To his immense credit, the Boy Wonder is really very understanding and even came with me to take the Hog to the vet yesterday - he makes some pretty weird noises and because he spends most of the time hiding, sleeping and waiting until we go to bed before getting up and stampeding around his box it's hard to tell whether the noises are symptoms of some kind of illness or just normal noises for a hedgehog to make. Our vet is a very nice man - I took Mogbad, our stolen cat to him, and even when he fell out of the scales and weed on the table, nice French vet man was overwhelmed by his attempts to get attention and joined me in wondering how anyone could abandon him (more on Mogbad at some point). So I wasn't entirely surprised when nice French vet man was very nice to Hoggle, describing him as 'very sweet' and giving me props for taking him on.
However, nothing quite prepared me for the sight of nice French vet man trying to listen to Hoggle's chest through a stethoscope pressed to his spines - it looks about as ridiculous as you would imagine such an endeavour would look, and I was very glad to be there to witness it, particularly when the lovely vet turned to me and said 'I cannot really 'ear anything' with an admirably Gallic shrug. As it turns out, so long as he is eating, defecating (medical terminology for the vast and unholy deposits he seems determined to leave in his water bowl) and curling up when poked, that's about all the signs you can hope for from a healthy hedgehog and I am now reassured about his health, meaning that I won't have to mute the TV every 10 minutes to attempt to engage the Boy Wonder in yet another thrilling game of "cough, sneeze or grunt".
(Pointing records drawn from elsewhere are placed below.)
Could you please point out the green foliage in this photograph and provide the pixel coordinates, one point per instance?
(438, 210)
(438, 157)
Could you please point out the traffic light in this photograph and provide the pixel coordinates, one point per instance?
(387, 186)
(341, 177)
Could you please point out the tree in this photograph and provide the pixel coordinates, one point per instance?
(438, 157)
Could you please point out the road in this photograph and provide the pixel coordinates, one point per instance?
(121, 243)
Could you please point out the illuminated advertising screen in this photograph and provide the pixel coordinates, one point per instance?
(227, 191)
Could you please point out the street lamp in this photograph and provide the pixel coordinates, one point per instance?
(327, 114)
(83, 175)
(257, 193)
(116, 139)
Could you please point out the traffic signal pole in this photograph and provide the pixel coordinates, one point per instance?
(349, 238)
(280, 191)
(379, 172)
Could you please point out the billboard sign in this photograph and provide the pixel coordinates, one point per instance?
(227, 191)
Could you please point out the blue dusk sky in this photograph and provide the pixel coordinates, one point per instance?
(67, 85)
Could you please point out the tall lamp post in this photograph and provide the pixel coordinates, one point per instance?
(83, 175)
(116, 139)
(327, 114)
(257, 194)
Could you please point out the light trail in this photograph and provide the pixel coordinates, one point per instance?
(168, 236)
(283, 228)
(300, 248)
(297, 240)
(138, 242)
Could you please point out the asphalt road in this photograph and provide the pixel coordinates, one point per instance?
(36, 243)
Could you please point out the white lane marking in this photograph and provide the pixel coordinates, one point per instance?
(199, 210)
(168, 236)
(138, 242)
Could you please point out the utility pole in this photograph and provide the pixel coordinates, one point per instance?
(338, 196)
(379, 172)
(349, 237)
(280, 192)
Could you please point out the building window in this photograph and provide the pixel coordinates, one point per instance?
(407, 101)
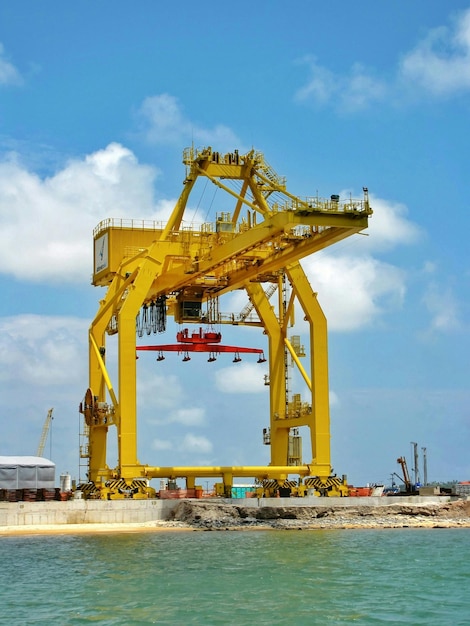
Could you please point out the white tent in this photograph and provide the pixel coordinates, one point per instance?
(26, 472)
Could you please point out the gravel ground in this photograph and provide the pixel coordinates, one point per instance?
(213, 516)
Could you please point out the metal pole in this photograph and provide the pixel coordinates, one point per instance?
(425, 466)
(415, 456)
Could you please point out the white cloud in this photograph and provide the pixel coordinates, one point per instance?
(439, 66)
(163, 122)
(354, 288)
(196, 444)
(47, 224)
(354, 291)
(389, 226)
(440, 63)
(349, 92)
(9, 75)
(242, 378)
(38, 351)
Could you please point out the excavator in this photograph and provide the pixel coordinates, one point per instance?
(409, 487)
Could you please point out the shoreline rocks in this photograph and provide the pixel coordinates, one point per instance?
(214, 516)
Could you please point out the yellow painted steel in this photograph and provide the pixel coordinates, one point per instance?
(139, 262)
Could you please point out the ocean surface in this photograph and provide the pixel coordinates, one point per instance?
(325, 577)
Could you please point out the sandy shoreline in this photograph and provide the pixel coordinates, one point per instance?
(196, 515)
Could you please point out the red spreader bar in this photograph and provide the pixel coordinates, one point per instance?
(201, 342)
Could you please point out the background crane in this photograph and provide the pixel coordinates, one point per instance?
(45, 432)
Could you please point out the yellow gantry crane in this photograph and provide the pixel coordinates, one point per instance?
(152, 270)
(45, 432)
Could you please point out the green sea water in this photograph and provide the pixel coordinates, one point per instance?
(324, 577)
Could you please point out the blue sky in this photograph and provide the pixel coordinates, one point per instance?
(97, 103)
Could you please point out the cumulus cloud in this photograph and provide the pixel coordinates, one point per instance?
(439, 65)
(352, 91)
(354, 291)
(163, 121)
(51, 220)
(9, 75)
(244, 378)
(355, 288)
(40, 351)
(389, 226)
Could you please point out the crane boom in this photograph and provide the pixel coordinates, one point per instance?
(45, 432)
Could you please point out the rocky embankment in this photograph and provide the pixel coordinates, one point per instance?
(219, 516)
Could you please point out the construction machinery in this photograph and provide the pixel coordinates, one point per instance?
(45, 432)
(152, 270)
(406, 476)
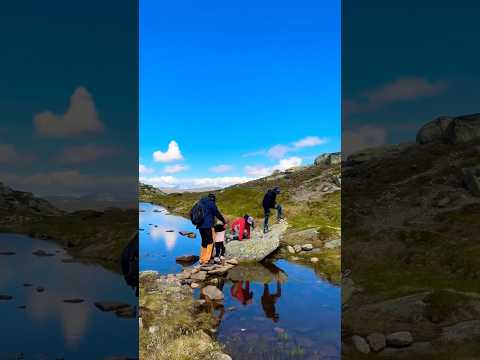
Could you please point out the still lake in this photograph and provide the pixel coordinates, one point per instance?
(277, 310)
(39, 325)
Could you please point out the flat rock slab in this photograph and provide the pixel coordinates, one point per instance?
(111, 305)
(257, 248)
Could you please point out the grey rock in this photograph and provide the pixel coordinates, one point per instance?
(376, 341)
(307, 247)
(360, 344)
(328, 159)
(257, 248)
(213, 293)
(434, 131)
(399, 339)
(199, 276)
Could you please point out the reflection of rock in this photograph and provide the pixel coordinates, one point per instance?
(42, 253)
(258, 273)
(73, 301)
(110, 305)
(213, 293)
(189, 234)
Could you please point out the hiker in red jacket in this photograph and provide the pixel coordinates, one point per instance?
(241, 227)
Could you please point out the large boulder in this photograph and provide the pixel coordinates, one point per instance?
(257, 248)
(328, 159)
(434, 131)
(454, 130)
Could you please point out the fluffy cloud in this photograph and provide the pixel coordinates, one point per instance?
(221, 168)
(172, 154)
(80, 118)
(280, 150)
(175, 169)
(142, 169)
(194, 183)
(86, 153)
(283, 164)
(309, 141)
(364, 137)
(402, 89)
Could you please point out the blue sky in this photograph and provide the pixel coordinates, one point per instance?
(251, 86)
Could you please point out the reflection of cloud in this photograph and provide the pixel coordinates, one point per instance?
(364, 137)
(402, 89)
(86, 153)
(170, 240)
(81, 117)
(173, 153)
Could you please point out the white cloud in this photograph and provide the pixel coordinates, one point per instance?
(194, 183)
(278, 151)
(283, 164)
(364, 137)
(173, 169)
(142, 169)
(309, 141)
(288, 163)
(172, 154)
(86, 153)
(80, 118)
(221, 168)
(258, 171)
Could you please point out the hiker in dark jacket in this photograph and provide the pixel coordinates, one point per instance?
(210, 212)
(270, 202)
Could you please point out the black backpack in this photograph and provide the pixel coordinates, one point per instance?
(196, 214)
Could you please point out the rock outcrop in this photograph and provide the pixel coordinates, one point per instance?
(258, 247)
(328, 159)
(454, 130)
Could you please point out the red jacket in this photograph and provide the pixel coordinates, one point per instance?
(239, 226)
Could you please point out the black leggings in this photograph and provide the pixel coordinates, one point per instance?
(219, 249)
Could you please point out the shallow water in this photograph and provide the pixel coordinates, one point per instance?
(48, 328)
(278, 310)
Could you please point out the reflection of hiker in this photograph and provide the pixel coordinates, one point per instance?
(219, 242)
(243, 295)
(130, 263)
(241, 227)
(203, 215)
(270, 202)
(269, 300)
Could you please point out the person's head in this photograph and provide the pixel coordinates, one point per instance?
(248, 219)
(219, 227)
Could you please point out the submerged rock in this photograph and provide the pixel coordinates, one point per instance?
(257, 248)
(213, 293)
(110, 305)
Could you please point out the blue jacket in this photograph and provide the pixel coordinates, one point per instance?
(210, 212)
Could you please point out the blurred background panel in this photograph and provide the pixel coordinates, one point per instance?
(410, 189)
(69, 179)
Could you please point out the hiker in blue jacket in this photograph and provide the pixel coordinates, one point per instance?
(210, 212)
(270, 202)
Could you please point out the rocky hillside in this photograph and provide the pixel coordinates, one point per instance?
(411, 226)
(310, 197)
(97, 236)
All in all, whilst it is quite fun to have a hedgehog in the house, don't let the fact that they seem to do all right in the wild fool you - as soon as they know you care, they need a constant temperature of 20 degrees, insects and live worms to eat to keep their teeth healthy, a never-ending supply of places to poo and people who don't mind waking up at 5 in the morning whispering 'was that a burglar or the hedgehog?'. Oh, and you have to keep them until after the last frost of the spring, so he's living with us till April now.